Cheguei em Ipatinga à noite e não tinha onde dormir. Como eu estudava arquitetura na UnB e tinha minha carteira de estudante, me ocorreu pedir abrigo na casa do estudante local, onde esperava ter a solidariedade dos colegas mineiros. Bati e fui atendido por uns rapazes da faculdade de agronomia. Expliquei minha situação, mostrei a carteira da UnB e eles ficaram gozando com a minha cara. Um dizia pro outro:
_E aí cara, o que vc acha, a gente deixa esse sujeito dormir aqui?
E davam risada.
Depois de alguns minutos percebi que não iam me abrigar e ainda estavam debochando da minha dificuldade. Saí caminhando pela rua, sem destino e sem dinheiro. Já era tarde. Passei num ponto de ônibus e vi uma família inteira dormindo enrolada em panos brancos. Percebi que não eram mendigos porque os panos estavam limpos e havia umas trouxas por perto. Eram retirantes e deviam estar vindo do nordeste, como eu, sem dinheiro, provavelmente rumo a São Paulo.

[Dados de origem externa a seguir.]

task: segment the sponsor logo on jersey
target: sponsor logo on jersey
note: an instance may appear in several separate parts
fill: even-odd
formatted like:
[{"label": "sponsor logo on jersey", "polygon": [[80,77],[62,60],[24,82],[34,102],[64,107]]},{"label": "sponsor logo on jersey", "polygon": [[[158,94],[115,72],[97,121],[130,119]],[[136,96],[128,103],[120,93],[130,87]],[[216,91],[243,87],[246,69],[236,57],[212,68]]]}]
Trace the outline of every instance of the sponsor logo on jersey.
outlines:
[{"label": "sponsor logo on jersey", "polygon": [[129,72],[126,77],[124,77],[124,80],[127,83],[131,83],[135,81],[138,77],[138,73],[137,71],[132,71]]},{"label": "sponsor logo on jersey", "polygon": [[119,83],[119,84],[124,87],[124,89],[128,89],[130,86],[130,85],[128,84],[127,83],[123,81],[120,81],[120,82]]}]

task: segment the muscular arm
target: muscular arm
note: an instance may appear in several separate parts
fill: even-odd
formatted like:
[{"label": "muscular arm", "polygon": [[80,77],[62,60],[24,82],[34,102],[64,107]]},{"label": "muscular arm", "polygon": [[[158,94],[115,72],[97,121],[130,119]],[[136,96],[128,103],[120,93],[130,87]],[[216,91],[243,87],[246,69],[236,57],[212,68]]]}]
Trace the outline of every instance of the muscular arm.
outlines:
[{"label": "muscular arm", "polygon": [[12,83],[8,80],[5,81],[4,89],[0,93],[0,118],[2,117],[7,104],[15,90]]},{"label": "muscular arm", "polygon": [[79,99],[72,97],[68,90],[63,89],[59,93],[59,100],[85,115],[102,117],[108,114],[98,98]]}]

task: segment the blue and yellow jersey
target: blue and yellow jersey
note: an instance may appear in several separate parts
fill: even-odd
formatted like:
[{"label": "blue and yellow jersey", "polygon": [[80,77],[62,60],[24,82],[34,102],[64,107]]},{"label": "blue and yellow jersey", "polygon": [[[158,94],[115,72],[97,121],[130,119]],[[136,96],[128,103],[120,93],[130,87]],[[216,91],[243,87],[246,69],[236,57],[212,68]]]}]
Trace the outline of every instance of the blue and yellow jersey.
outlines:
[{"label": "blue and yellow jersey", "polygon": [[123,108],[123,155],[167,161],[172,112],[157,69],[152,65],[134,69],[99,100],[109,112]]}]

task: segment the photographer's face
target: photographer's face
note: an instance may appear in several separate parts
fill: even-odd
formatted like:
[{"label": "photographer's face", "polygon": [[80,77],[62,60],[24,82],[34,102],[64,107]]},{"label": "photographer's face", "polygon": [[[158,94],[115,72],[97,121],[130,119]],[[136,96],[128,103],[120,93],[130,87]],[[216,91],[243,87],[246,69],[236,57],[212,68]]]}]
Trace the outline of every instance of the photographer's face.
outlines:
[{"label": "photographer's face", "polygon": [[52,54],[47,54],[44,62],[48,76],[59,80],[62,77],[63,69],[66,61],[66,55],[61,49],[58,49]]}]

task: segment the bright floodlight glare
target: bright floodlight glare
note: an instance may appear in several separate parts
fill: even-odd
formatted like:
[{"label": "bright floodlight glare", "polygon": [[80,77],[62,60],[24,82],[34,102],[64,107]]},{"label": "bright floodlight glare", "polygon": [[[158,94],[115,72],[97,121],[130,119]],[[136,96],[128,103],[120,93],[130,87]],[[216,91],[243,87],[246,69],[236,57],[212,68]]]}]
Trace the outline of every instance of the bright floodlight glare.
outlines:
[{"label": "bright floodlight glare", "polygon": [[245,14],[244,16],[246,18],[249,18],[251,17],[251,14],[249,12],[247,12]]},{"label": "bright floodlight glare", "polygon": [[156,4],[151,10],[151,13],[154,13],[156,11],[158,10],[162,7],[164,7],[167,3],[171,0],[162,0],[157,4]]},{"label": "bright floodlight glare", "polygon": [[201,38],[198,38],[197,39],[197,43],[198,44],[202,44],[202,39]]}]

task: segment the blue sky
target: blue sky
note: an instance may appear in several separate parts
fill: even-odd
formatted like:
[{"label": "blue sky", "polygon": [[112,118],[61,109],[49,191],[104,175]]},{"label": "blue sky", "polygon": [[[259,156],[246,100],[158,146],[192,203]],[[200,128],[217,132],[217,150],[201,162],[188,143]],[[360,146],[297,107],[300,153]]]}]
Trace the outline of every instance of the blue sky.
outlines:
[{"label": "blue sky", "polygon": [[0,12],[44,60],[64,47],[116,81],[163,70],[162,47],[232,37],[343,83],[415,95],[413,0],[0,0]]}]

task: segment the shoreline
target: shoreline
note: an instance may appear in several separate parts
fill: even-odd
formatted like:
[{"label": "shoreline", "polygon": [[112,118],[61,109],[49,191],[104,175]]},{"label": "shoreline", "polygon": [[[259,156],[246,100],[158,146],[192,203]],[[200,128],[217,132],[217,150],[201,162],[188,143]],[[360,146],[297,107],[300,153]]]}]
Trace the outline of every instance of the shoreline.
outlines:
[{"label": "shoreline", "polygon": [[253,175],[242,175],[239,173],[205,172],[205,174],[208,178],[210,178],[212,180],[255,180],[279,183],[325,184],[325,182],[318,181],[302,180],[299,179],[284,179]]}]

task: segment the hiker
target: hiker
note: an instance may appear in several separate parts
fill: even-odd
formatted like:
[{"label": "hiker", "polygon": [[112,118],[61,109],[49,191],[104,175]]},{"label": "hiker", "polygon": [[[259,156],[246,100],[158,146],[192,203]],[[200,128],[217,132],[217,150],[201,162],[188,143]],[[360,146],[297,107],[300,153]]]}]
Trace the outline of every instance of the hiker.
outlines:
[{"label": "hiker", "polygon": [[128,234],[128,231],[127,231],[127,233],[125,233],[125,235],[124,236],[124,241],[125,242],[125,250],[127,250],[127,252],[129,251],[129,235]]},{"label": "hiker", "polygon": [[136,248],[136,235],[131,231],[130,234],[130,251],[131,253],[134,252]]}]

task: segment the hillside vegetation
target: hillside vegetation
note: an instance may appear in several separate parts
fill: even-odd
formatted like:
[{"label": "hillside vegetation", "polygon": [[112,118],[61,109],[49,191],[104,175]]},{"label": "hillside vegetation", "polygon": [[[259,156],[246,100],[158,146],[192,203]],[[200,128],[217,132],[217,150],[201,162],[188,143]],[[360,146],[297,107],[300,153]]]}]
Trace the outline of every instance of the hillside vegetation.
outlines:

Eu estava muito cansado e desanimado e senti naquela família, pai, mãe e filhos pequenos, uma possibilidade de encontrar um pouco do calor humano que eu precisava. O problema era não assustá-los. Me deitei bem quieto, perto de uma das crianças, e adormeci sem fazer barulho. Acordei com os primeiros clarões, me levantei em silêncio e parti, agradecendo mentalmente a acolhida involuntária daquela família.
Com dificuldade consegui outras caronas que me levaram próximo à Belo Horizonte. Me lembro que anoiteci num posto de gasolina, na serra, fazia frio. Eu fumava e fui pedir um cigarro a um casal que estava jantando. O homem me tratou mal:
_O que você quer?
_Um cigarro, respondi.
_pegue logo seu cigarro e saia daqui!
Peguei e saí pensando que talvez eu já tivesse tratado alguém necessitado com a mesma arrogância daquele sujeito. Quando o posto fechou um funcionário da lanchonete me deixou dormir em cima do balcão. De manhã me deu café com leite e pão com manteiga.
De lá segui com minhas caronas até Paracatu, já próximo à Brasília. Uma camionete Chevrolet parou para abastecer, com uma família. Mostrei minha carteira de estudante e o homem falou:
_Se você é mesmo estudante de arquitetura, me diga o teorema de Pitágoras!
_A2=B2+C2, respondi sem titubear.
Ele sorriu e me mandou entrar. Era um professor da UnB e me deixou na porta de casa. Cheguei na minha república extenuado, faminto, mas satisfeito. Eu tinha visto coisas que não conhecia. Vi a solidariedade dos pobres, o escárnio dos ricos, a falsidade dos discursos libertários dos maconheiros, vi um Brasil em movimento, vi a Bahia, com todas as suas alegrias e tristezas, sua compaixão e sua crueldade e senti que aquela noite em que dormi na rua entrei em contato com algo profundo, uma força que aquelas pessoas adormecidas me transmitiram e que eu nunca mais perdi, uma fé que me reconstruiu o sentido da existência.